Hans and Sophie, both young students, loved their homeland. Raised by loyal but liberal parents, they had joined the Hitler Youth and participated in the patriotic activities willingly, but Hitler's speeches became progressively more ugly. Hans returned from marching with the Hitler Youth at the Nuremberg rallies, totally appalled by Hitler's cruel words and control of the masses. Even Sophie was interrogated for reading a book by a Jewish poet. The teenagers watched Jews taken away to the east, as the Nazi forces invaded Austria, Czechoslovakia, and finally Poland. Hans was drafted into the army, but because he planned to study medicine, he was allowed to split his time between his studies at the university and serving as an army medic on the Russian front. But Hans and a few friends found themselves at odds with the course of the Nazi regime and looked for a way to voice their true beliefs.

The result was the White Rose Leaflets. With duplicating equipment hidden in closets and cellars and a cadre of writers working with Hans, the leaflets began to appear around the university and the city of Munich. The leaflets were mailed to others to be duplicated, and soon there was a network of White Rose cells all over Germany. Their message of resistance became known to many Germans.
"... Hitler is leading the German people into the abyss. He cannot win the war; he can only prolong it. A criminal regime cannot achieve a German victory. "

The word FREEDOM began to appear, graffitied on walls in tarry black paint all over Germany.

Hans and Sophie Scholl knew that their lives were in peril, but they persisted in their dangerous activities until they were captured and summarily beheaded as enemies of the state, certain to the end that their own consciences were at peace.

"Hans could not resist a final act of defiance. Just before his head was positioned on the block, he called out "Long live freedom!"

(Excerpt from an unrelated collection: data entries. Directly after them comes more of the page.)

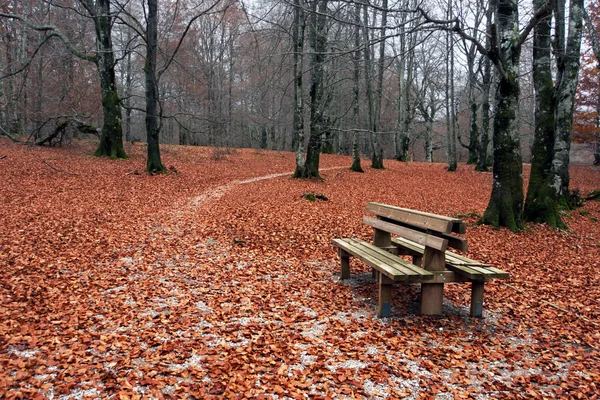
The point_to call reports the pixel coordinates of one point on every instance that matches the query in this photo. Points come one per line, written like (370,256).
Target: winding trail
(220,191)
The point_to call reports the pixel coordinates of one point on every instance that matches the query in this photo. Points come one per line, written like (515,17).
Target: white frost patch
(116,289)
(375,390)
(202,306)
(349,364)
(22,353)
(315,330)
(80,394)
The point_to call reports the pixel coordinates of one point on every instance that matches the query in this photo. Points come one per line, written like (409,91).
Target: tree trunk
(111,141)
(377,156)
(399,154)
(356,167)
(558,179)
(318,120)
(154,164)
(482,154)
(298,129)
(549,184)
(505,207)
(368,81)
(538,207)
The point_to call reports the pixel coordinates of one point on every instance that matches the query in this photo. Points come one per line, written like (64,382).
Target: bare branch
(54,31)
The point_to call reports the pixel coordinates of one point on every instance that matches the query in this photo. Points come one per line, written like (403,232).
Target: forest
(173,173)
(491,84)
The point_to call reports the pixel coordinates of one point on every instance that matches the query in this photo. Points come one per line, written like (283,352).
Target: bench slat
(416,236)
(391,266)
(420,219)
(405,266)
(462,265)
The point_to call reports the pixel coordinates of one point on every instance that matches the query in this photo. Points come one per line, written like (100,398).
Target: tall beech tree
(319,100)
(549,183)
(505,207)
(99,12)
(587,112)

Revered in their homeland but lesser known elsewhere, the story of the young people of the White Rose is recounted in the award-winning nonfiction writer Russell Freedman's latest historical study, We Will Not Be Silent: The White Rose Student Resistance Movement That Defied Adolf Hitler (Houghton Mifflin Clarion, 2016). Celebrated in books and movies, honored with statues and monuments, Sophie and Hans Scholl and their brave comrades are honored in Freedman's new book for a new audience, skillfully portraying the two within the swirl of world events which surrounded them. With grace and taut storytelling, the award-winning author captures the suspense of the young resistance writers' clandestine lives in a country where Hitler had near total social control, and in quotations from their letters, shows their courage and self-sacrifice at its best. "We carry all our standards within ourselves," wrote Sophie.

Ever the solid scholar, Russel Freedman backs up his text with period photos and an appendix of source quotes, bibliography, and index. Says Kirkus Review in its starred review, "Among the wealth of good Holocaust literature available, Freedman's volume stands out for its focus and concision, effectively placing the White Rose in its historical context."